山口 物だけではありません。オフィスの情報管理がうまくいっておらず、業務に必要な情報が従業員間で共有されていないと、担当者の不在時に仕事が滞りますし、それがもとでトラブルに発展する恐れもあります。仮に、それが原因で取引が破断した場合、大きな損失を被ることになります。
─実際に見てきた中で、最も大きな損失と思われるのはどのようなケースでしょうか。
山口 個人的に、オフィスの乱れは従業員間のトラブルの火種になりやすいと感じます。コミュニケーションエラーやミス、余計な仕事が増えて従業員同士がギクシャクし、会社に不満を抱くようになって結果的に辞めてしまう。すると、新たな人材を採用・教育するために掛かるコストは最も大きく、最もムダだと感じます。
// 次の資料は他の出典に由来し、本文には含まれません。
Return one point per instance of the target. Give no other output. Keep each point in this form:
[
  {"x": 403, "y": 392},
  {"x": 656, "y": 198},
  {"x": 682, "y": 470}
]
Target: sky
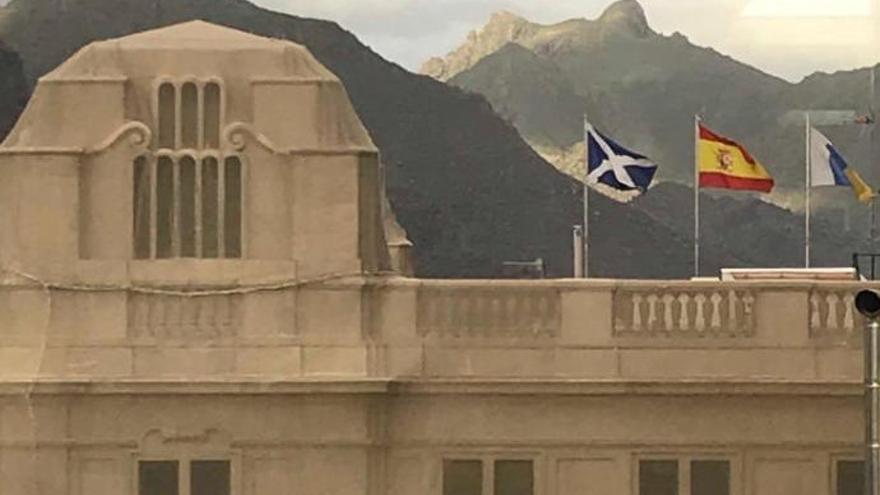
[{"x": 787, "y": 38}]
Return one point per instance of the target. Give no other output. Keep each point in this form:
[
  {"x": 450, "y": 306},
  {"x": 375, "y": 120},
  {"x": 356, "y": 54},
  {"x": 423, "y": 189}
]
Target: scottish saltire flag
[
  {"x": 829, "y": 168},
  {"x": 615, "y": 170}
]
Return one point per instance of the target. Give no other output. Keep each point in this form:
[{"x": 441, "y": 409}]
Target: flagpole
[
  {"x": 808, "y": 182},
  {"x": 696, "y": 195},
  {"x": 586, "y": 261}
]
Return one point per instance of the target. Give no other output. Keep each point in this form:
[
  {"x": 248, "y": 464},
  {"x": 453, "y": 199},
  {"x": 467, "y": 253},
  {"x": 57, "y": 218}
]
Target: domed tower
[{"x": 192, "y": 147}]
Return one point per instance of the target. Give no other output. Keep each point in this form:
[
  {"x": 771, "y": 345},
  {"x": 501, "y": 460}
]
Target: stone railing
[
  {"x": 473, "y": 312},
  {"x": 832, "y": 314},
  {"x": 684, "y": 312},
  {"x": 164, "y": 317}
]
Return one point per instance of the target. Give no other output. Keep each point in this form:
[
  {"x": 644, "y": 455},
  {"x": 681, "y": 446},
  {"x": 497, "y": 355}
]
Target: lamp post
[{"x": 868, "y": 304}]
逆に言えば、オフィスや店舗を整理・整頓し、使いやすく戻しやすい仕組みをつくることで、時間とお金、従業員の精神的なゆとりや人間関係、生産効率、顧客からの信頼、そして人材定着率の向上が期待できるのです。
ポイントは取り出した物を“定位置”に戻す
─では、「チリツモ節約術」は、具体的にどのようなところから始めると良いですか。
山口 まずは在庫や備品を全て出し、全量の把握と見える化から始めます。大抵、「こんなにたくさんあったのか」と感じるはずです。そこから売れ筋と死に筋、買い方や持ち方の傾向が分かり、ムダの洗い出しができます。最初は、棚一段、引き出し一つ、商品在庫のみというように、小さく始めて段階的に進めていくと混乱を回避しやすくなります。